While some of the under-the-hood elements of FFXIV are a little too archaic for their own good, Shadowbringers more than justifies its subscription price. And we’re far from the end of the tunnel here.
World of Warcraft: Classic
Whoa, two MMOs?! What am I, an MMO writer or something?
I spend a lot of time immersed in giant worlds; sometimes with friends, oftentimes completely alone. MMOs offer some of the most serene and pure experiences available, and getting back into classic World of Warcraft was an utter treat.
Although many of its systems have been since surpassed, WoW: Classic is a glorious experiment in preserving part of history. Sure things won’t be the same, but that’s okay. Game preservation is important, and even if this iteration eventually goes offline, we’ll always remember it.

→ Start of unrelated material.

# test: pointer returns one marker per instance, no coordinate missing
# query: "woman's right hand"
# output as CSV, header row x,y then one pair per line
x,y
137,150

I don’t have much to say here about Telling Lies as I could easily venture into spoiler territory, but suffice to say I had a hell of a time playing it.
Part old school text adventure game, part high-quality TV drama, Telling Lies really hit the spot in an era of oversimplified puzzle games and kept me coming back time and time again.
Devil May Cry 5
I could probably just post a Billie Jean gif here of Dante dancing and say “nuff sayd” and get away with it. But it’s really, really nice to see Devil May Cry back in the saddle.
Look, I don’t hate DmC; the cross-generational re-release actually fixed things mechanically and the Vergil DLC kind of rocked. But it also had an extremely try-hard story that just didn’t get what made the series so special in the first place.
DMC V brought it all back in a big way, even topping the efforts of Devil May Cry 4 before it. It took a few risks, had some genuinely surprising moments, and made us feel like collective badasses more than any other game this year.
Sekiro: Shadows Die Twice
Playing a From Software game completely blind pre-launch has been one of my yearly highlights since 2009’s Demon’s Souls.
It’s not so much the pride from besting the unknown (although that’s a thing), it’s the complete and utter terror of isolation that excites me. No guides, no chatter, no “do this first” tips (though I contributed at least one world first for those!): just me and a brand new terrifying world. Given that Sekiro has no real multiplayer component, it makes it even more harrowing.
This is another basic choice. Sekiro won top honors at The Game Awards, so you probably don’t need me to sell you on yet another “Souls-like.” Yet here it is, special to me in its own way. Now for something completely different.
The Lord of the Rings: The Card Game and Marvel Champions LCGs
For the third year in a row the Lord of the Rings LCG is present in my personal game of the year list, and it’s joined by a newcomer: the Marvel Champions LCG.
If you haven’t been following along, LCG stands for “Living Card Game,” a model divined by Fantasy Flight Games (FFG) that allows for specific boxed products that eschew the blind box model of CCGs: you know exactly what you’re getting in each pack. While the LCG model is used for several competitive-based lines, the real draw for me is the co-op scene, best highlighted through the Lord of the Rings, Marvel and Arkham Horror properties.
Lord of the Rings and Tolkien’s Legendarium as a whole means a lot to me, and the game really nails the whole “Fellowship” theme with an emphasis on comradery. Likewise, Marvel Champions has a knack for providing really powerful singular hero moments, while navigating the fantasy of resourceful alter-egos (each hero can flip forms once per turn). After several years LOTR LCG is still my favorite game (of any category), and Marvel is creeping up there.